Nachweismöglichkeiten

  • Dokumentation zur Bewertung der persönlichen Leistung der Beschäftigten, z. B. Protokolle von Gesprächen mit Mitarbeiterinnen und Mitarbeitern, Prämien für den persönlichen Beitrag zur Erreichung der unternehmerischen Nachhaltigkeitsziele, Auslobungen für innovative Nachhaltigkeitsmaßnahmen im Rahmen des Vorschlagswesens

I.5 Wie neugierig und lernfähig ist Ihr Unternehmen?

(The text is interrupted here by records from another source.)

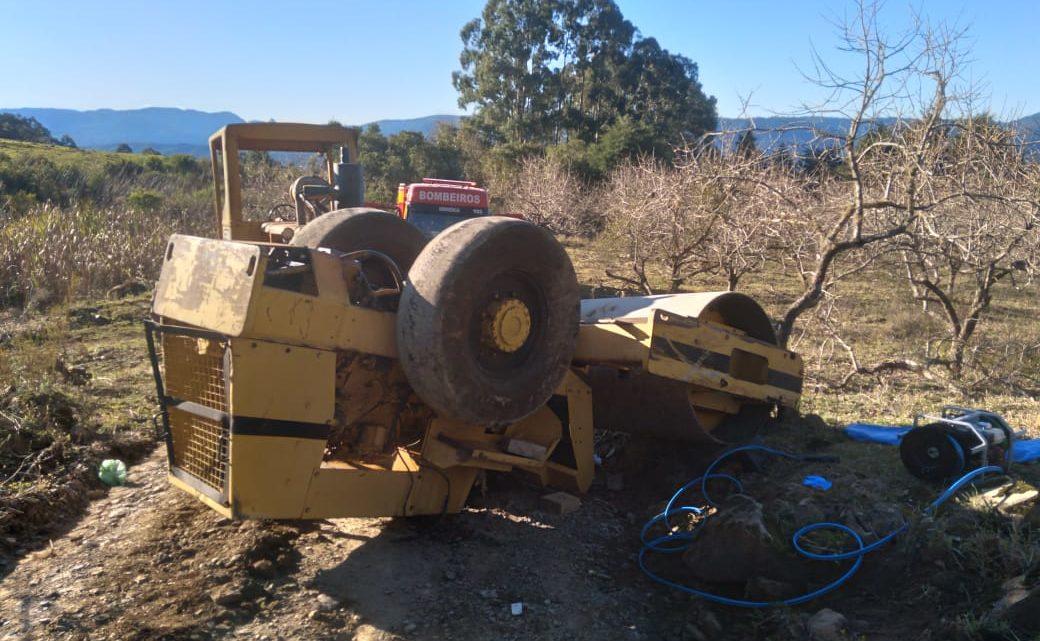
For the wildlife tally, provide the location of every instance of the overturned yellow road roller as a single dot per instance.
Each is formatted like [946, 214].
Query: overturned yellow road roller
[362, 372]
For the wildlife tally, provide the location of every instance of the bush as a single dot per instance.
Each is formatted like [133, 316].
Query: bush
[145, 200]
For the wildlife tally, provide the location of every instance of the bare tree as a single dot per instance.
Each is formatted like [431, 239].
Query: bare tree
[984, 231]
[883, 186]
[665, 218]
[547, 194]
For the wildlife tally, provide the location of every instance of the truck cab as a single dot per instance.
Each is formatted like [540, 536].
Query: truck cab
[435, 204]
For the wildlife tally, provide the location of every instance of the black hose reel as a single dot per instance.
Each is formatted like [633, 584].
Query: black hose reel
[959, 440]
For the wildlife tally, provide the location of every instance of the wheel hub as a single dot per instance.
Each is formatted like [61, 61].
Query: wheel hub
[507, 325]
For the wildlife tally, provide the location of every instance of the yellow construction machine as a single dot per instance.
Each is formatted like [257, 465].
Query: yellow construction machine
[361, 370]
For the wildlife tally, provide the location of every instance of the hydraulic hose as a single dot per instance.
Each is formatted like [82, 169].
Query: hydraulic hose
[676, 541]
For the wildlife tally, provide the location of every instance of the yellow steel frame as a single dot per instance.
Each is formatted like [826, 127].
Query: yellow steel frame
[281, 370]
[226, 144]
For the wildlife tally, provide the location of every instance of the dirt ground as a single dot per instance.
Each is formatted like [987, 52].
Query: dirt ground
[146, 562]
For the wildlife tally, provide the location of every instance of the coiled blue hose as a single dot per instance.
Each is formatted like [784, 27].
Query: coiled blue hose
[674, 542]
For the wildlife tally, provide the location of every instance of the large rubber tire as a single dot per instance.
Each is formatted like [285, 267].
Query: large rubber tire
[363, 228]
[440, 321]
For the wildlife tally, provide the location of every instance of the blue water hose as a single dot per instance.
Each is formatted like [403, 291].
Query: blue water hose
[677, 541]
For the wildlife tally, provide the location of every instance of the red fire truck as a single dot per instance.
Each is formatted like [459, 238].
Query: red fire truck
[435, 204]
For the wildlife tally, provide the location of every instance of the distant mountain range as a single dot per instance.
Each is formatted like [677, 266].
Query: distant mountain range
[171, 130]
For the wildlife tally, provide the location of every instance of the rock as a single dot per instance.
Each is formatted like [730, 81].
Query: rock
[228, 595]
[708, 622]
[263, 567]
[693, 633]
[760, 588]
[327, 604]
[560, 503]
[1014, 591]
[127, 288]
[883, 518]
[732, 545]
[1032, 518]
[827, 625]
[370, 633]
[1023, 616]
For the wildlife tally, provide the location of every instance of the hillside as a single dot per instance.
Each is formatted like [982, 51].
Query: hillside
[171, 130]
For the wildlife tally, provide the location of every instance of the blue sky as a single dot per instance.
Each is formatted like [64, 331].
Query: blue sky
[358, 60]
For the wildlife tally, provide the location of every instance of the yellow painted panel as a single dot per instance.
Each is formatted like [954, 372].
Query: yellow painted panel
[270, 475]
[322, 323]
[407, 489]
[208, 283]
[224, 510]
[270, 380]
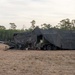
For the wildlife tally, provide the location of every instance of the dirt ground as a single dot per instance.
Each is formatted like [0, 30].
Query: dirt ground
[21, 62]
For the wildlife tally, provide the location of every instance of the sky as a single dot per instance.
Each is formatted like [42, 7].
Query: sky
[22, 12]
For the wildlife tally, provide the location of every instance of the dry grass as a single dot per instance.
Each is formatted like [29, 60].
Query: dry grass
[17, 62]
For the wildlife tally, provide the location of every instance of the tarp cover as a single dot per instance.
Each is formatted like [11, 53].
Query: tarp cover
[61, 38]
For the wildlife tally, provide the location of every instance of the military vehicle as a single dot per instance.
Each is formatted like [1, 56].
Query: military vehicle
[44, 39]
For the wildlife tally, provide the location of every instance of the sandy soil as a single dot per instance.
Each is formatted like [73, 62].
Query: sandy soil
[21, 62]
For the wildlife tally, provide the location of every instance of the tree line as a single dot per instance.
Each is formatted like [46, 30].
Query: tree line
[7, 34]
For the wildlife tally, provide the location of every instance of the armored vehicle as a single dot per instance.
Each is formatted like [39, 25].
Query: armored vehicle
[44, 39]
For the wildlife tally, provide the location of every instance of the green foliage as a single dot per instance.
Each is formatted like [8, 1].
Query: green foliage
[2, 27]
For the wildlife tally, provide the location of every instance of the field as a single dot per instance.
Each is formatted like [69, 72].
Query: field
[33, 62]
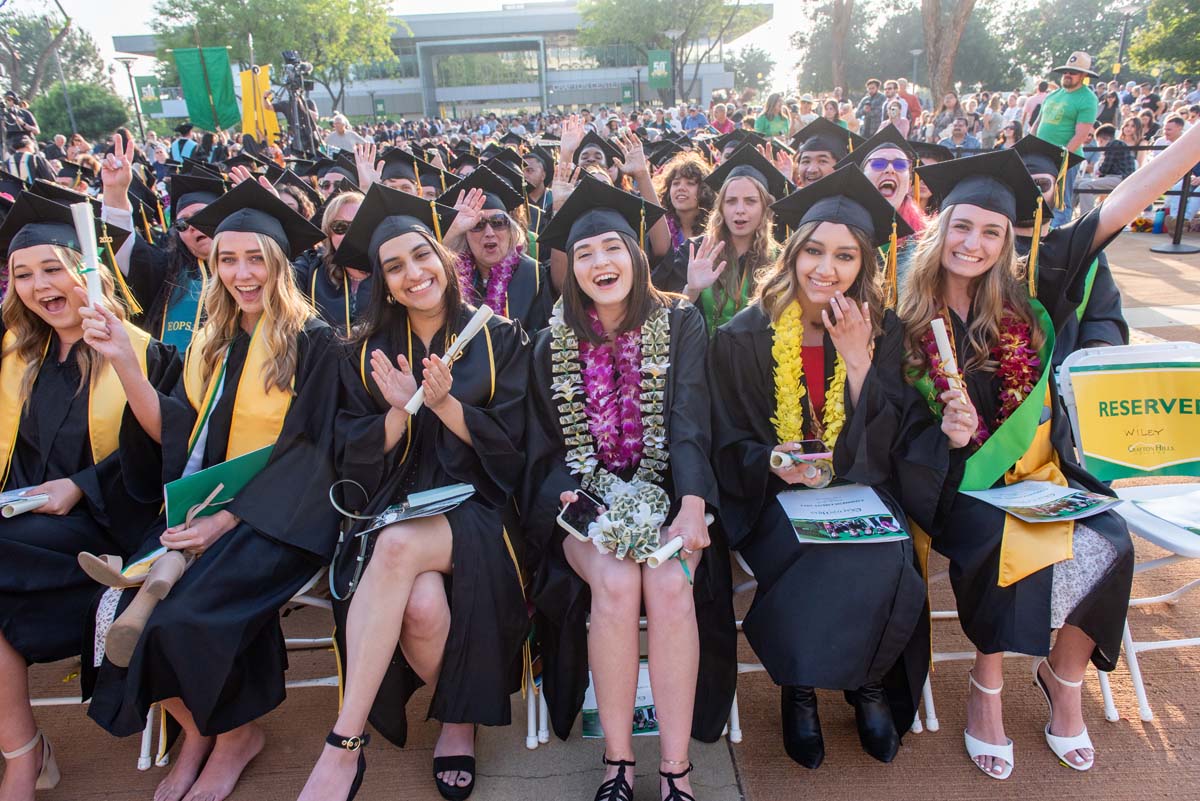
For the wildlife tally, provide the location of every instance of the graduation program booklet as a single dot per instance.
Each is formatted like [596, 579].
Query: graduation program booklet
[1181, 510]
[843, 515]
[1043, 501]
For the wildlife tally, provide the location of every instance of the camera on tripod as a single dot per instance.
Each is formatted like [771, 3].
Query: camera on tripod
[297, 73]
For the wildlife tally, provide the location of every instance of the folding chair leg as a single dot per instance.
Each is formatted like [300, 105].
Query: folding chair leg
[927, 694]
[1139, 687]
[145, 759]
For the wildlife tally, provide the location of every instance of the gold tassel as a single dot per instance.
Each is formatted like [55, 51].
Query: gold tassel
[1031, 265]
[891, 267]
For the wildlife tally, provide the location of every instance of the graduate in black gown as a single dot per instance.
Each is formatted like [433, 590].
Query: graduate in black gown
[439, 598]
[490, 241]
[262, 372]
[793, 366]
[64, 432]
[618, 404]
[339, 290]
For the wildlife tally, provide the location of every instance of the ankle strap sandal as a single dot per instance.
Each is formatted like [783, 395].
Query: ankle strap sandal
[618, 787]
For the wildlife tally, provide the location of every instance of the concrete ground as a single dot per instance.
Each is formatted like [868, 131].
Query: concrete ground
[1137, 760]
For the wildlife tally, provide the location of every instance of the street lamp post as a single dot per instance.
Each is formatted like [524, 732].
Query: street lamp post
[137, 102]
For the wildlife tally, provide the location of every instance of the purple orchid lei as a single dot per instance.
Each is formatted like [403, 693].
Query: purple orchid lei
[497, 290]
[612, 383]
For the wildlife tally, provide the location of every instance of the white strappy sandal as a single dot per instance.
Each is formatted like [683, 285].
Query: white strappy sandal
[977, 748]
[1062, 746]
[48, 777]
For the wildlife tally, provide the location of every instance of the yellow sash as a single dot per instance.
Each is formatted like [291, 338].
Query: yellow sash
[1029, 547]
[106, 399]
[257, 413]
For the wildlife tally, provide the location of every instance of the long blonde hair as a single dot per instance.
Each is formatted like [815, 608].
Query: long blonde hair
[778, 288]
[31, 332]
[759, 257]
[996, 291]
[285, 313]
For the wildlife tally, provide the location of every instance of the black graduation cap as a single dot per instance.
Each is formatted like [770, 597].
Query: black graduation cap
[66, 196]
[252, 209]
[1042, 156]
[846, 197]
[35, 220]
[597, 208]
[387, 214]
[886, 137]
[828, 137]
[996, 181]
[497, 192]
[287, 178]
[748, 162]
[593, 139]
[189, 190]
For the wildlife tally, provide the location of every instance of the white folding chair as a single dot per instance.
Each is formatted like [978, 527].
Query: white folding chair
[1141, 360]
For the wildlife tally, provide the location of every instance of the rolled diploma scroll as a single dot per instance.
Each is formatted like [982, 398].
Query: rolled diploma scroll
[81, 214]
[474, 325]
[671, 548]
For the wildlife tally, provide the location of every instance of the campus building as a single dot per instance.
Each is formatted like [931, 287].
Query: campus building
[525, 56]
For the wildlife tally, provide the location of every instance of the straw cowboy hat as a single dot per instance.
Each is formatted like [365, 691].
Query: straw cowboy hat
[1079, 61]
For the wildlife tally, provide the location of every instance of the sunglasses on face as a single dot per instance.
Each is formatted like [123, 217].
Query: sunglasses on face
[880, 164]
[498, 223]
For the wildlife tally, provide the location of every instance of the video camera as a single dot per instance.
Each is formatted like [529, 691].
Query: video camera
[297, 72]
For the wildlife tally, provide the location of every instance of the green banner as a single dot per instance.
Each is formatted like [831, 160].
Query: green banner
[149, 97]
[659, 68]
[208, 88]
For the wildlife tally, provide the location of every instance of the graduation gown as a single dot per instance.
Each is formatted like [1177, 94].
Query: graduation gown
[334, 301]
[969, 531]
[489, 622]
[216, 640]
[562, 598]
[833, 616]
[43, 592]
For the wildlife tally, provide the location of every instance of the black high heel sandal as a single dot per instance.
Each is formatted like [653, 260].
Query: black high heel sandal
[676, 794]
[352, 744]
[618, 787]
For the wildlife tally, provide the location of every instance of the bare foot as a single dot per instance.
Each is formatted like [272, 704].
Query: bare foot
[1068, 714]
[331, 776]
[456, 739]
[192, 753]
[985, 722]
[231, 754]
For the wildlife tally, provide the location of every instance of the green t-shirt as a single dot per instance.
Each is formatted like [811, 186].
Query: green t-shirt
[1062, 110]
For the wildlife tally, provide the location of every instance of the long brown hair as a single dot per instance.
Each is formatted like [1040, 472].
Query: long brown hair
[285, 313]
[643, 297]
[31, 332]
[778, 288]
[994, 293]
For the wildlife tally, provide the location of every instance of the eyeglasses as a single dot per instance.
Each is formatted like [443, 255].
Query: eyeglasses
[880, 164]
[498, 223]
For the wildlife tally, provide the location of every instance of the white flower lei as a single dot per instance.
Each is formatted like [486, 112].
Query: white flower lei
[636, 509]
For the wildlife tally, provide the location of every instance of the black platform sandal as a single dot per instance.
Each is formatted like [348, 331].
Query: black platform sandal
[673, 793]
[618, 787]
[352, 744]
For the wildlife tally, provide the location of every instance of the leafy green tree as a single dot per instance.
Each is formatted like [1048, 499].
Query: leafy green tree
[27, 52]
[751, 67]
[642, 24]
[1171, 35]
[97, 110]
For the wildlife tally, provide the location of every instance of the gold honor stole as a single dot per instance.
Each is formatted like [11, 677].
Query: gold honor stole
[258, 413]
[106, 398]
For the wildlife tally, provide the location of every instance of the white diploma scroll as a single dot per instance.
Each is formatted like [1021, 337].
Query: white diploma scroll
[671, 548]
[85, 229]
[474, 325]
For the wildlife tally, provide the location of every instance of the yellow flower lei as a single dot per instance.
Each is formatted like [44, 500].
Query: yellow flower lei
[790, 389]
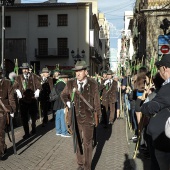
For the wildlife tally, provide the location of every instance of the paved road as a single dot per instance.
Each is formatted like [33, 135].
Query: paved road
[46, 151]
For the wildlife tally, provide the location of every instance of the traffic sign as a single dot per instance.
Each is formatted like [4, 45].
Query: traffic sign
[164, 44]
[164, 49]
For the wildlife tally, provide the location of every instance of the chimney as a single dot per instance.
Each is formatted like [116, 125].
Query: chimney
[53, 1]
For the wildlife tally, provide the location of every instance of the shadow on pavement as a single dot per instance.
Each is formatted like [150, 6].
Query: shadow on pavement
[41, 131]
[102, 134]
[129, 164]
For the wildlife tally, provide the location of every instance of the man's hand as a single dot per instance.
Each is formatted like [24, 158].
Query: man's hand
[12, 115]
[106, 82]
[19, 95]
[36, 94]
[69, 104]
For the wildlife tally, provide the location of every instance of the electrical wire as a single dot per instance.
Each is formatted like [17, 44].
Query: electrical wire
[118, 8]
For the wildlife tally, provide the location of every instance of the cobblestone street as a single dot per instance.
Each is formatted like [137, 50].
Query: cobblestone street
[46, 151]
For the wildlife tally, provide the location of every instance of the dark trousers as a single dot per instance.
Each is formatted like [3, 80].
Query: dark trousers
[86, 136]
[108, 113]
[2, 133]
[44, 110]
[28, 110]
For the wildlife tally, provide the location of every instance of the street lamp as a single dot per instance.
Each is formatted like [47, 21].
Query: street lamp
[3, 4]
[77, 57]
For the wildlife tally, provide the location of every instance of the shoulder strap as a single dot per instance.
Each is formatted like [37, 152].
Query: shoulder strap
[33, 81]
[85, 101]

I.5.1 Bildung / Lernprozess

Anforderungen

Alle Beschäftigten werden fortlaufend für Nachhaltigkeit sensibilisiert.

Nachweismöglichkeiten

  • Bildungsmaterialien zu Nachhaltigkeit: Intranet, Aushänge, Rundschreiben u. ä.
  • Interne Besprechungen, Schulungen, Audits, Betriebsversammlungen u. ä.
  • Teilnahmebescheinigungen für nachhaltigkeitsbezogene Tagungen, Seminare, Arbeitskreise etc.

I.5.2 Bildung / Lernprozess

Anforderungen

Der Lernbedarf wird für die relevanten Unternehmensbereiche regelmäßig ermittelt. Die Teilnahme an Weiterbildungen, Schulungen usw. wird ermöglicht. Es findet ein Austausch zur Wirksamkeit von Bildungsmaßnahmen statt.

Nachweismöglichkeiten

  • Dokumentation von Maßnahmen intern (Bedarfserfassung, Schulungsplan, Personalentwicklungspläne, digitales Coaching, Befragungen von Mitarbeiterinnen und Mitarbeitern) und extern (Zertifikate, Belehrungsnachweise, etc.)
  • Wirksamkeitsüberprüfung: Fragebogen, Protokoll von Gesprächen mit Mitarbeiterinnen und Mitarbeitern, interne Audits

I.5.3 Bildung / Lernprozess

Anforderungen

Das Unternehmen stellt sicher, dass alle relevanten Gesetze, Richtlinien und Vorschriften, die für das Nachhaltigkeitsmanagementsystem von Bedeutung sind, in der aktuellen Fassung ermittelt wurden und zugänglich sind.

Nachweismöglichkeiten

  • Liste zu aktuellen rechtlichen Verordnungen und Genehmigungsauflagen zur Produktsicherheit, zu Menschenrechten, zum Arbeits-, Gesundheits- und Umweltschutz sowie zur Kreislaufwirtschaft
  • Rechtskataster, EUR-Lex, Umwelt-Online

I.5.4 Bildung / Lernprozess

Anforderungen

Kooperationen mit Akteurinnen und Akteuren der Wertschöpfungskette und mit anderen Organisationen (Unternehmen, Hochschulen, Verbraucherschutzverbänden o. a.) sind etabliert. Bildungsprojekte / Maßnahmen fördern das Bewusstsein für und das Wissen über nachhaltigeres Produzieren und Konsumieren in Branche und Gesellschaft.

Nachweismöglichkeiten

  • Dokumentation von Mitgliedschaften / Netzwerkengagement zum Thema Nachhaltigkeit
  • Vorträge zu den wesentlichen Nachhaltigkeitsthemen des Unternehmens
  • Bildungspartnerschaften in der Wertschöpfungskette
  • Investitionen in Forschung, internationale Zusammenarbeit, Entwicklungszusammenarbeit etc.